Con la llegada del frío y las lluvias torrenciales uno ya sabe que el mejor remedio, como hace miles de años, es la sagrada conjunción de amante, chimenea y piel de oso. Sin embargo con la pandemia, la tragedia humana y la propaganda del terror, han devenido unas medidas antisociales (algunas de sentido común y proporcionadas, otras tan histéricas como hipócritas) que apoyan la pesadilla totalitarista de transformarnos en onanistas cibernéticos de calefacción por aire y manta sintética.
Una metamorfosis aberrante que niega tanto el espíritu como la sensualidad y pretende igualarnos domésticamente en la granja del siglo XXI. Pero ya lo señaló Orwell: siempre los habrá más iguales que otros. Y además, el espíritu sopla donde quiere.

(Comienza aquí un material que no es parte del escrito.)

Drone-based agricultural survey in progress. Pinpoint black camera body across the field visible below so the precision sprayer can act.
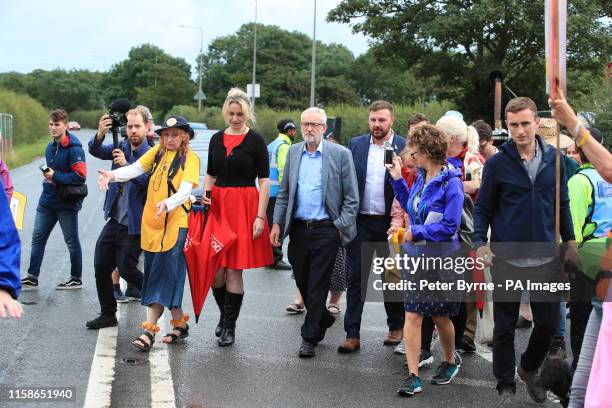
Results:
[108,98,132,149]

Especialmente entre las criaturas indomables.
Tengo algunos amigos esquizofrénicos que me aseguran haber mejorado mucho con el encierro, que sus problemas les parecían menos importantes en medio de la distopía general; en cambio otros, aparentemente cuerdos, han visto como las restricciones han puesto en tremendo riesgo su salud mental.
Negocio quiere decir negación del ocio. Y de eso ha habido un exceso formidable en estos tiempos de retiro forzoso. El gran beneficiario ha sido el universo cibernético, que ha utilizado el virus como ventosa para los que no pueden tragar una realidad tan agresiva. De ahí al recreo nanotecnólogo y su mundo aséptico hay ahora un paso más pequeño, favorecido por una situación que algunos juzgan como un ensayo maquiavélico, un plan bélico de Fu Manchú y hasta como una nueva plaga bíblica.
La tormenta arrecia. ¿Dónde está mi piel de oso?